Roozbeh Pournader wrote:
> On Wed, 21 Mar 2001, Marco Cimarosti wrote:
> > struct MyWysiwygGlyph
> > {
> > wchar_t GlyphCode;
> > int EmbeddingLevel;
> > };
> > I think that Roozbeh had something quite similar in mind.
>
> Yes. I was not sure that if that's enough, but after this
> discussion, I believe them to be enough.
It depends. Enough for what?
Storing the level with each character is enough for generating *one* valid
Unicode logical order. This logical string should have the same logical
order as the original string, and the embedding relationships (who embeds
whom).
But it is *not* enough to recreate *exactly* the same embedding controls
that you had in the original text.
For instance, imagine that the original text contained a stand-alone <PDF>.
That control is just a terminator and, used alone is totally meaningless.
So, once you remove it, you have lost it forever.
If you ask me, this behavior is perfectly OK. But I was reasoning along your
lines of being 100% prepared to future meanings of bidi controls.
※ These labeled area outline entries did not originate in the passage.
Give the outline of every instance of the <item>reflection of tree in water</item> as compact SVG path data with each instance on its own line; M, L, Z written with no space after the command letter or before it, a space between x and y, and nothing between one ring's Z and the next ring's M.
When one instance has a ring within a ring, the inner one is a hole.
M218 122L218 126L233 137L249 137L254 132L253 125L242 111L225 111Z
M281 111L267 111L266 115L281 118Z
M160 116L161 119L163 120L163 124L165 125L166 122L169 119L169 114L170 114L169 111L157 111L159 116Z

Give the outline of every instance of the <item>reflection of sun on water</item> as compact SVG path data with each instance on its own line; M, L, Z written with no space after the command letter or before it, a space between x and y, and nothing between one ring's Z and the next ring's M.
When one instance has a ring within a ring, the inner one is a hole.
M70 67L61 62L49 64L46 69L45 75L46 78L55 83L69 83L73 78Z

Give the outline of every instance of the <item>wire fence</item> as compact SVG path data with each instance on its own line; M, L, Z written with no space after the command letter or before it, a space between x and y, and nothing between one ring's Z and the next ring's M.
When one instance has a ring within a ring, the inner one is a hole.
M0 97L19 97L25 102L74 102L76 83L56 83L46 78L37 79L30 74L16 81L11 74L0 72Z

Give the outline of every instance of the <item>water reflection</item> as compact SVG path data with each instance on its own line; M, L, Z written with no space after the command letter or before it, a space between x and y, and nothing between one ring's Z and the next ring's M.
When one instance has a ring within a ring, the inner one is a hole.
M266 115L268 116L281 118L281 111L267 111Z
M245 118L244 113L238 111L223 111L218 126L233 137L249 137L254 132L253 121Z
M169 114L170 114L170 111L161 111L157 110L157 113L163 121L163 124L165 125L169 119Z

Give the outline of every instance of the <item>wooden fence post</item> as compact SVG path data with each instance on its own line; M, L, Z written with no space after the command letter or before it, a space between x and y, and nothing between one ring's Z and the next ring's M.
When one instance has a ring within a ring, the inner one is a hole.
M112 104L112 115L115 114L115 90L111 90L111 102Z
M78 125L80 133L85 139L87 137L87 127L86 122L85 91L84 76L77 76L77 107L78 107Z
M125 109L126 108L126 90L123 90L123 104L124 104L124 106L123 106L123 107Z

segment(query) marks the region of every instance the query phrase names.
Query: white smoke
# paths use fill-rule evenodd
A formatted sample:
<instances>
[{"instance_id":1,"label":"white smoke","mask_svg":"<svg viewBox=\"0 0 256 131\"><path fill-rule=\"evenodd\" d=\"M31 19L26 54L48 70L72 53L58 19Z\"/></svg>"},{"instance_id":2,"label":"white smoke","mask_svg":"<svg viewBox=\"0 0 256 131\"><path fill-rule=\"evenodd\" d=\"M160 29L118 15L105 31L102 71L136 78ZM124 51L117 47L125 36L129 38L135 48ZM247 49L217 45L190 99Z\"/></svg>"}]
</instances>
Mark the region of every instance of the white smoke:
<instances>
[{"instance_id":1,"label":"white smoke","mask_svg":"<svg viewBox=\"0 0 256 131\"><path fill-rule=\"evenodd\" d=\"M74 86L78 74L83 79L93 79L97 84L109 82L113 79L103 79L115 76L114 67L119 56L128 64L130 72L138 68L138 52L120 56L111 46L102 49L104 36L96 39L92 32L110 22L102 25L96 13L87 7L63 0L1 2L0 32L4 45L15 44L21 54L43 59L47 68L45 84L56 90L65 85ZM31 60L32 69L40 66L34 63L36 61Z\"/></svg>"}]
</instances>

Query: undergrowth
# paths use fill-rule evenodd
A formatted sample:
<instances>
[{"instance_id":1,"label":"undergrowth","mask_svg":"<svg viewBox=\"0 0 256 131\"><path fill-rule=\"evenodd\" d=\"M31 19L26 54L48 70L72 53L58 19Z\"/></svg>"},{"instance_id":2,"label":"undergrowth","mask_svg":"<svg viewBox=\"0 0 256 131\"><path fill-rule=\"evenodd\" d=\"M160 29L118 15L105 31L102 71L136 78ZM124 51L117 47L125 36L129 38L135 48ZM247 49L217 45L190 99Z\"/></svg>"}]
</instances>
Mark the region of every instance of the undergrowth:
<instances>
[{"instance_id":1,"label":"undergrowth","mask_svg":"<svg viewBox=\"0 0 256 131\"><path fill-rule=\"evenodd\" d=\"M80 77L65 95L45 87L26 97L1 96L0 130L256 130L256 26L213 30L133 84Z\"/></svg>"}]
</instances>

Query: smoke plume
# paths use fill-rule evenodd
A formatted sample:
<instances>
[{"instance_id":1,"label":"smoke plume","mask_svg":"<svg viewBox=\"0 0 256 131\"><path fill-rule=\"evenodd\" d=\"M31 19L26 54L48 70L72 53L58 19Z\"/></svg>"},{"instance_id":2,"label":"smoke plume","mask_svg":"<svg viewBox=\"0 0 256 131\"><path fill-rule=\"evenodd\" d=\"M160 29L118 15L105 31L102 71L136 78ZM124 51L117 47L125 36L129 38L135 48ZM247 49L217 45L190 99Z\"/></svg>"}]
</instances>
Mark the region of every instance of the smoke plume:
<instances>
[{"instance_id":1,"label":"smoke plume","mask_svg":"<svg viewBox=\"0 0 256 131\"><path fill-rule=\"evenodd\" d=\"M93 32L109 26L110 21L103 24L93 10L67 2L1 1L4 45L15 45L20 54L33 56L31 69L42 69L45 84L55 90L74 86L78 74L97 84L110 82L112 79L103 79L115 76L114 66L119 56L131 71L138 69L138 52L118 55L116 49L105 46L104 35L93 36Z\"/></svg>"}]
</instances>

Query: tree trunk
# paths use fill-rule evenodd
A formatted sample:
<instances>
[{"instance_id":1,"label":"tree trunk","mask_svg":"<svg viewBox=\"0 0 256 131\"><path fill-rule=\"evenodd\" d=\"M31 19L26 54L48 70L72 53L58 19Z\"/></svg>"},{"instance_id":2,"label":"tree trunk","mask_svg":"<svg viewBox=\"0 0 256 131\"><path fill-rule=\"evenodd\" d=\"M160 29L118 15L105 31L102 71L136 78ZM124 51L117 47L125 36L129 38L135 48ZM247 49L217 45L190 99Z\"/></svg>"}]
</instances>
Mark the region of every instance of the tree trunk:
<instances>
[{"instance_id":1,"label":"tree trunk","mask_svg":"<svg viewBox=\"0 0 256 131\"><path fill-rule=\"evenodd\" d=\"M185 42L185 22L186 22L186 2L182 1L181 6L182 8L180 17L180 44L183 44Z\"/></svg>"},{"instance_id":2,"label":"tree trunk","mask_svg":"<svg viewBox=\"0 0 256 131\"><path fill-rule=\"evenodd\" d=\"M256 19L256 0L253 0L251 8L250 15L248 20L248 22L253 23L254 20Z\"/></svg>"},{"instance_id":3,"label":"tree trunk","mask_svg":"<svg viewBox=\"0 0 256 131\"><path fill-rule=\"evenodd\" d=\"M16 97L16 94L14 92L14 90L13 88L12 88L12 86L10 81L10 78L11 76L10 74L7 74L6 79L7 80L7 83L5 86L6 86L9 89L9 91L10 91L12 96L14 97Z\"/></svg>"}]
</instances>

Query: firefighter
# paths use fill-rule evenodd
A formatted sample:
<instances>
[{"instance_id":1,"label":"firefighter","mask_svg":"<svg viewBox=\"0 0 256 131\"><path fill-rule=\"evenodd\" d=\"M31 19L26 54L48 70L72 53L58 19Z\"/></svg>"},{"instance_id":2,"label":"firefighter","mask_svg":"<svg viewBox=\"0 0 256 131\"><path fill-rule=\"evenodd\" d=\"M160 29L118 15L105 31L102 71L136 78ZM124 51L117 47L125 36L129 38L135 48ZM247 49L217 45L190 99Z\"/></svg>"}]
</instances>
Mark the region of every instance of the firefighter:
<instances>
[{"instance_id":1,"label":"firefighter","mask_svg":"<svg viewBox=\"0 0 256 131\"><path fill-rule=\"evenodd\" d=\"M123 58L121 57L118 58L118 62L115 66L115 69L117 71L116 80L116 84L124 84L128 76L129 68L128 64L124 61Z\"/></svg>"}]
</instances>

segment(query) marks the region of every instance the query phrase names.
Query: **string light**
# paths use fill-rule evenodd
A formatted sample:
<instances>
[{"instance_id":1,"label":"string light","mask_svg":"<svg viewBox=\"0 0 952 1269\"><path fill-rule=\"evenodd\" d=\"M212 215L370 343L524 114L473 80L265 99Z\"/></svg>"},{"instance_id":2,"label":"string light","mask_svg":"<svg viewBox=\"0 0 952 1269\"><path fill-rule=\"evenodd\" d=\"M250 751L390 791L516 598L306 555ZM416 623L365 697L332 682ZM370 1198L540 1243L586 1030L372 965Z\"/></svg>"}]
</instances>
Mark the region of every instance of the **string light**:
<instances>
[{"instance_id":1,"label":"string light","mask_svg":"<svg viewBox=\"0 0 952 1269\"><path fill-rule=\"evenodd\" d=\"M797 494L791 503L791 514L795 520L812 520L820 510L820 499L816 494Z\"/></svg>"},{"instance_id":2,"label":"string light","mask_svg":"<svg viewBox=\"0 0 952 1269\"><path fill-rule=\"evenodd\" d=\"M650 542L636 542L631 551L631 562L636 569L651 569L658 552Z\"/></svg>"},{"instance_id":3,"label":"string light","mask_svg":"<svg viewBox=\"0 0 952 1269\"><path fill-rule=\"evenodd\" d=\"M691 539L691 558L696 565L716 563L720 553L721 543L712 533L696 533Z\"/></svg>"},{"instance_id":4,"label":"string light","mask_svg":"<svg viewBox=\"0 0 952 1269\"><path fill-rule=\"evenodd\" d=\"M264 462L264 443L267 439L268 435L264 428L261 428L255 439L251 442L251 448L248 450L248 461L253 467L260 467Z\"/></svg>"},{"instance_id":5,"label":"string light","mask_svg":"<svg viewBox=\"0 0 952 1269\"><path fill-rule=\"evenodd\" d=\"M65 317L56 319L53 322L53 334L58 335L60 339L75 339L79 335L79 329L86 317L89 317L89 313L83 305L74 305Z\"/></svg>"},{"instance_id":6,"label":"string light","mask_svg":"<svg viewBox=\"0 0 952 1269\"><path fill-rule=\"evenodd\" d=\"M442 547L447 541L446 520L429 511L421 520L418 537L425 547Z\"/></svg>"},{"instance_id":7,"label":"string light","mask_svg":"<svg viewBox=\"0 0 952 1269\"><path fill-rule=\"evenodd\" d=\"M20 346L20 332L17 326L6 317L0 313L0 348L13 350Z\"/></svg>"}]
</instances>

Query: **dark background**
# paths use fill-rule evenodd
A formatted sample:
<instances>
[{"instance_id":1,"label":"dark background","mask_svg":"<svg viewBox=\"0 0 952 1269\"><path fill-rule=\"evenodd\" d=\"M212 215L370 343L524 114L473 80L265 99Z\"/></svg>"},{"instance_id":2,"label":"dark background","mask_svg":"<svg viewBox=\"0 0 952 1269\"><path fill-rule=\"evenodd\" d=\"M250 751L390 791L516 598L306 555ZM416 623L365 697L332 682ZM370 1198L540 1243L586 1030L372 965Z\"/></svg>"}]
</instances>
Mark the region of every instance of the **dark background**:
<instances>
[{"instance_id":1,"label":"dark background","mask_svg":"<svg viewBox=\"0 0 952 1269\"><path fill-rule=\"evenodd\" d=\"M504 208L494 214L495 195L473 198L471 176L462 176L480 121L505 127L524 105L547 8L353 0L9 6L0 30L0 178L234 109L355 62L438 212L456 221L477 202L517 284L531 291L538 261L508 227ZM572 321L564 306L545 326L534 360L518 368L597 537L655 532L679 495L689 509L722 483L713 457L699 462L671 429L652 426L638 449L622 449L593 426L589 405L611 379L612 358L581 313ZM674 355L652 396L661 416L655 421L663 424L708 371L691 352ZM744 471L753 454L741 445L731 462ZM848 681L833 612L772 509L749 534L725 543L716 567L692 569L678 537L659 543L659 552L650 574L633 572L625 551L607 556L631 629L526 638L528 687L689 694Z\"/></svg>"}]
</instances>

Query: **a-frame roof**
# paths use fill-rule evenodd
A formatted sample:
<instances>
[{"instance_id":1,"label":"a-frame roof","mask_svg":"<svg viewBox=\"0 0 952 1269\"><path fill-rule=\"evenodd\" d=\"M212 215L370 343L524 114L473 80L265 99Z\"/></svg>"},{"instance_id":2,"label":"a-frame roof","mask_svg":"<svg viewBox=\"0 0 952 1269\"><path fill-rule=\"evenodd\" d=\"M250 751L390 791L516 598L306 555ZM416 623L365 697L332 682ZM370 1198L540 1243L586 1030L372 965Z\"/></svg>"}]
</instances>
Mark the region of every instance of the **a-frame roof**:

> I will try to implement that as part of
> fribidi, the first GPL-compatible Unicode-conformant bidi
> engine in the wild.
Is this project online already? Where?
> > 3) The lowest level in each paragraph *must* be either 0 (for a LTR
> > paragraph) or 1 (for a RTL paragraph).
>
> I have read UAX #9 many times; where have you concluded that from?
I was referring to the "paragraph embedding level" (a.k.a. "paragraph
direction" or "base direction"; see definitions BD3 and BD4), which is
always 0 or 1 (see rule P3).
My assumption was that, the "paragraph embedding level" may always be
considered one of the embedding levels present in the paragraph.
Of course, this is not true (or is only "virtually true") for a paragraph
that is completely enclosed in an explicit embedding.
But, as I explained before, I was thinking about a sort of normalization (or
optimization?) of embeddings. So, and "embedding" which is not embedded in
anything would be flatten down.
> > (e.g. XML), embedding levels do not necessarily follow the
> rule. E.g., see
> > how tagging and Unicode embedding overlap in: "<BOLD> abc
> &RLE; def </BOLD>
> > ghi &PDF; ijk".
>
> Oh, oh! That kind of thing is illegal in XML. Just take a
> look at "Bidi embedding controls" section in UTR #20 at:
>
> http://www.unicode.org/unicode/reports/tr20/#Bidi
I read it, but I don't get a clear evidence that it is "illegal".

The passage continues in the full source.